熊本県津奈木小学校で、鈴なり村田明彦シェフの料理教室

(株)食文化
井上真一
(株)食文化 井上真一

星つきシェフの鈴なり・村田明彦シェフが津奈木小学校の子供達に本格的なダシの取り方をレクチャーしました!子供達は楽しそうにしてくれましたが、準備する大人達は大変でした。

熊本県の南、水俣市の隣の小さな町・津奈木町。

津奈木町は「つなぎ美術館」を中心に、自然や建造物を利用したアート作品を町全体に展示したり、町の名産を活用した様々なイベントを企画したり、小さいながらも面白いコトをたくさん行なっている地域です。

そんな津奈木町の子供達と私は、マーケティングの授業を通じて仲良くなり、食を通じてもっと何かできないか?と、今度は「本格的なダシの取り方」を体験してもらおうという企画を立ち上げました!

先生として登壇していただくのは、荒木町・鈴なりの村田明彦シェフです。村田シェフは2012年にミシュランの1つ星を獲得してから2018年まで7年連続で獲得。雑誌やWeb、テレビなど各種メディアでも活躍中です。2015年にはミラノ万博に和食の料理人として参加。農林水産省「和食給食応援団」のメンバーとして和食文化の振興、「チームシェフ」の一員として地域活性化にも取り組んでいます!

鈴なりの村田明彦シェフ

こんなに味が変わるの!?昆布だけ→カツオを入れて→味を整える 

まず最初に真昆布を鍋の中にいれ20分かけて低温で昆布のダシを抽出していきます。

その待っている20分の間に、村田シェフの大爆笑トークが繰り広げられるのですが、動画をとってなくて残念。水に昆布を入れるただけ十分に旨味が出てくることに子供達はことに驚いてました。

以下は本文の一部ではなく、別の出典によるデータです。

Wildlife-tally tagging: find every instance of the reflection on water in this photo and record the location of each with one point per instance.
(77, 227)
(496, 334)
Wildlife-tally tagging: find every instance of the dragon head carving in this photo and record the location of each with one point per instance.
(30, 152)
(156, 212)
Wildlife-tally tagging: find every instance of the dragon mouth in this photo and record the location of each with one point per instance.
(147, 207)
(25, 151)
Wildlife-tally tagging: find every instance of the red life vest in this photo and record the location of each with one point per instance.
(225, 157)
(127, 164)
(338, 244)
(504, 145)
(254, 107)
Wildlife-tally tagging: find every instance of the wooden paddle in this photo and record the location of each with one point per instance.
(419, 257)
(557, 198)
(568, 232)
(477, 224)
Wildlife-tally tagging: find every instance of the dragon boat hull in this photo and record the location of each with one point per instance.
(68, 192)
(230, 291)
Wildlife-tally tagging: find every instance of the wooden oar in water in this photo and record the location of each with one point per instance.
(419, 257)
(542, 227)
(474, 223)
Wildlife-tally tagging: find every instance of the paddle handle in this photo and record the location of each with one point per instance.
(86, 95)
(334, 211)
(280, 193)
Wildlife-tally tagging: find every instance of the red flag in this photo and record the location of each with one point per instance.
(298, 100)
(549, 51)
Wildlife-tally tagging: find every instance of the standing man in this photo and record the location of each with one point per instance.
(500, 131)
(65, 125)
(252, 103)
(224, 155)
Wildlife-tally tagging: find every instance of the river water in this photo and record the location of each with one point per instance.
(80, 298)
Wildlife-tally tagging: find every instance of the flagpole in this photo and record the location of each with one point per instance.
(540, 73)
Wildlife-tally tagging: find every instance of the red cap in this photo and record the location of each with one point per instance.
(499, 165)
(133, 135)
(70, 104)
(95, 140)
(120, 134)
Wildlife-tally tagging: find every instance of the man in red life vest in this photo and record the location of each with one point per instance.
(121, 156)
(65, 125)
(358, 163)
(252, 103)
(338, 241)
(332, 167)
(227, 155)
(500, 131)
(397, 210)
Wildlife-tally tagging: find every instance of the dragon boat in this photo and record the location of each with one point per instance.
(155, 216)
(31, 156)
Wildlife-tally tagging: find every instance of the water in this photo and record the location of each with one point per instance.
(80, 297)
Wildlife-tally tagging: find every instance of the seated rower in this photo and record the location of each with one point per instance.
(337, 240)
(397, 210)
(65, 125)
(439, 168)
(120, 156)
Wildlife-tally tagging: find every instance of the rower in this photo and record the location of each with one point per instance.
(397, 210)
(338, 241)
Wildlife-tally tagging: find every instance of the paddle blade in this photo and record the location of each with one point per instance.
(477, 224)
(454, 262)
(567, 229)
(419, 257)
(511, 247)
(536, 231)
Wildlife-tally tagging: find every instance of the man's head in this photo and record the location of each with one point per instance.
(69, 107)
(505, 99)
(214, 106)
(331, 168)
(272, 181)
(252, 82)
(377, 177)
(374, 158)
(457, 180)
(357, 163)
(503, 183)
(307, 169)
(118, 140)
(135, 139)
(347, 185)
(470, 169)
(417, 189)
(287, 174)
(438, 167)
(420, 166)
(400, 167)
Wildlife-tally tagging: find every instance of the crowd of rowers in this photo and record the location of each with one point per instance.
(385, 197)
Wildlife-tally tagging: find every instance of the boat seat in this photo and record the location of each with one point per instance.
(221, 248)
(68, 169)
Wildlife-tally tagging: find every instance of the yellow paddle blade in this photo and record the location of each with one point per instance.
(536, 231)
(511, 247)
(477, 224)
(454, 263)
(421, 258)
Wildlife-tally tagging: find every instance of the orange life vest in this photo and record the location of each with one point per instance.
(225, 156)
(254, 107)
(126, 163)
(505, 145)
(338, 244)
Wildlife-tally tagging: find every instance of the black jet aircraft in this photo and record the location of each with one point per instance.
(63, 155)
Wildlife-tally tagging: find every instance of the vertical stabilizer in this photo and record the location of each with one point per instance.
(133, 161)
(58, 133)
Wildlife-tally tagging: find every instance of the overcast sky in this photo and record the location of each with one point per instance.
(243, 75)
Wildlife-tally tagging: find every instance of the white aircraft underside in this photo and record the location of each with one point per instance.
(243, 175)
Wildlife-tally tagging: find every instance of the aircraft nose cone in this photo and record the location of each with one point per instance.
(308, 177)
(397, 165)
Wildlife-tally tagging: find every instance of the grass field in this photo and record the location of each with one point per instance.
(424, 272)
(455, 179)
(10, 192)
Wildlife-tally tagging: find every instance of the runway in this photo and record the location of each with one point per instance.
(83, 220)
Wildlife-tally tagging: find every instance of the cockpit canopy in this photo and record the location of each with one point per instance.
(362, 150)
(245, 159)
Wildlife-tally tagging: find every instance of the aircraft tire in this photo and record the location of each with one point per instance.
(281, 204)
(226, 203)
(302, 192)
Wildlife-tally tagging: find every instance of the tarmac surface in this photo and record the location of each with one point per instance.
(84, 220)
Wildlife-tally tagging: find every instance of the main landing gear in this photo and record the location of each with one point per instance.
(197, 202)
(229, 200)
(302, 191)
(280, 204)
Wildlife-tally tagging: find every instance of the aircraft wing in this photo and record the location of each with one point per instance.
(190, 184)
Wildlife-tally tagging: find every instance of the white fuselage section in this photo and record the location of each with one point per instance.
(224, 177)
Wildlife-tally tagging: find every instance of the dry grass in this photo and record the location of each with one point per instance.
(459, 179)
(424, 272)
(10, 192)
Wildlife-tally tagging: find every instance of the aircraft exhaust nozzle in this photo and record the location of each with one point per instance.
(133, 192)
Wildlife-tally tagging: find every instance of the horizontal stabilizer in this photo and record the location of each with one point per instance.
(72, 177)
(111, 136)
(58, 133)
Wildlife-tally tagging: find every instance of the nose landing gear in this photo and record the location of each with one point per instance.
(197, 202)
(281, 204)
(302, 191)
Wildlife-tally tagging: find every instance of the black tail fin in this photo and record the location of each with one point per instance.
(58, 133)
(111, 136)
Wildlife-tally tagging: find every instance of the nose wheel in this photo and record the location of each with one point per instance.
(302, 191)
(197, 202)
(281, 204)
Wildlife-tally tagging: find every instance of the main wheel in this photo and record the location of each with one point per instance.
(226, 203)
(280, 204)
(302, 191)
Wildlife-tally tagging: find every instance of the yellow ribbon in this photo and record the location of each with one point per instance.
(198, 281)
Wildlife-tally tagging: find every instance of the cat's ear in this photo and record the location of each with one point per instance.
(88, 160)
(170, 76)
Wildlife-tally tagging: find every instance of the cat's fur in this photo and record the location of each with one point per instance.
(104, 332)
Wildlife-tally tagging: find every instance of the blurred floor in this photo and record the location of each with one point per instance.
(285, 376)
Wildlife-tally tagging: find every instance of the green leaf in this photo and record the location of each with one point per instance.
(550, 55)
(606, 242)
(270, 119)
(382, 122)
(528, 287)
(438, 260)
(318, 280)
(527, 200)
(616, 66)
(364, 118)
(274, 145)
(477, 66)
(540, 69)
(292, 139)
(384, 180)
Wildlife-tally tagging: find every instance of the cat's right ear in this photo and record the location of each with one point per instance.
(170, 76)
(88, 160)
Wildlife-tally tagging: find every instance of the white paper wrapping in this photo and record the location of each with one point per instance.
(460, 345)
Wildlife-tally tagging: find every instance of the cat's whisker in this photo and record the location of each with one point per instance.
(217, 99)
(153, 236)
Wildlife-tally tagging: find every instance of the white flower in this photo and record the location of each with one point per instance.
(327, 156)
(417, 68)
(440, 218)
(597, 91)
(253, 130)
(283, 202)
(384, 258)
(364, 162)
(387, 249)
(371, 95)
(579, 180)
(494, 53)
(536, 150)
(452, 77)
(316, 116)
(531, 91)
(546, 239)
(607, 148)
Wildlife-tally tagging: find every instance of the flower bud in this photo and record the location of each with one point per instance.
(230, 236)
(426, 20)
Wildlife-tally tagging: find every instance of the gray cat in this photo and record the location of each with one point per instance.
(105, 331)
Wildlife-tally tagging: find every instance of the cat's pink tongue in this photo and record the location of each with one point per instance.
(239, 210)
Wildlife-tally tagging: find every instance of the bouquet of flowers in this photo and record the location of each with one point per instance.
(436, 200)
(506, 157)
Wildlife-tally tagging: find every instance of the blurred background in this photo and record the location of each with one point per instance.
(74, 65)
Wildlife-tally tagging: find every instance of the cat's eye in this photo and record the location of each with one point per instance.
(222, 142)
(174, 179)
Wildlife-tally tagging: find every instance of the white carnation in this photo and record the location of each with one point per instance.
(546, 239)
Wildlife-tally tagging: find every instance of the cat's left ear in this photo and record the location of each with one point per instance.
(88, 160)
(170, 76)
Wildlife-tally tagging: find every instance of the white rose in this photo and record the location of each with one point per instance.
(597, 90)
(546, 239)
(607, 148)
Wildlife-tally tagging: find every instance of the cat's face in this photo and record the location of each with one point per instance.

次に鰹節をいれて濾します。昆布にカツオが加わると椀物のような良い味わいになります。昆布とカツオから出る塩分でこの時点で0.5%程度の塩味があるそうです。

ダシを使ってだし巻きたまごを作る!卵焼きよりも難しいぞ。

このダシを使って出汁巻きたまごを作ります。卵6個に対してダシを180ml入れます。この180mlのダシが曲者。かなりシャバシャバになり、卵焼きとは段違いの難しさになります。

料理が得意な子供達が活躍!

テーブルは5つに分かれていて、そのテーブルごとに料理上手な子供が一人はいたりします。

算数や国語や体育に比べると陽の目を浴びる事が少ないかもしれない家庭科。色んな場面で活躍する子供達を見るのは嬉しいものです。スクランブルエッグになっても気にしない!と村田さんが激を飛ばします。

できました!それなりに形も整って上手上手!

村田さんが修正をしてくれたテーブルもありました。

完成した6つのだし巻きたまご

1つだけ飛びぬけて上手なのが村田さんのお手本です。すさがですね。

子供達のだし巻きも個性的で良いなぁ。

津奈木の郷土料理・三飯と共に

この日はもうひとつお楽しみがあります。

津奈木町のお母さん達が郷土料理「三飯」と、煮しめ、寒漬け、柑橘の寒天などをを用意してくださり、子供達と共に私達にも振る舞ってくださいました。三飯は鯛めし・鶏めし・海老めしの3種類の炊き込みご飯です。本当においしい!鯛と海老は不知火海で今でも水揚げされます。

個人的に驚いたのは、比較的に甘めの味わいが多い熊本の料理ですが、煮しめはとても薄味だったことです。色もほとんどついておりません。素材から出てくるダシを上手に利用して丁寧に味付けをしていきます。

ダシに最後に具材をいれて、塩と醤油とお酒で味を整えて完成です。

立派なお椀ができました!料亭の味。

本格的なダシはどうだったかな?

今日の経験が少しでもみんなの記憶に残ると嬉しいな。

星付きのシェフにダシの取り方を教わることって、人生でなかなかできない経験だと思います。村田さんも、郷土料理のお母さん達も、みんなの未来がキラキラと輝けば良いなと思って準備をしました。

そういう人に囲まれて育ったことを誇りに思っておくれ。私も傍らでとても楽しませていただきました。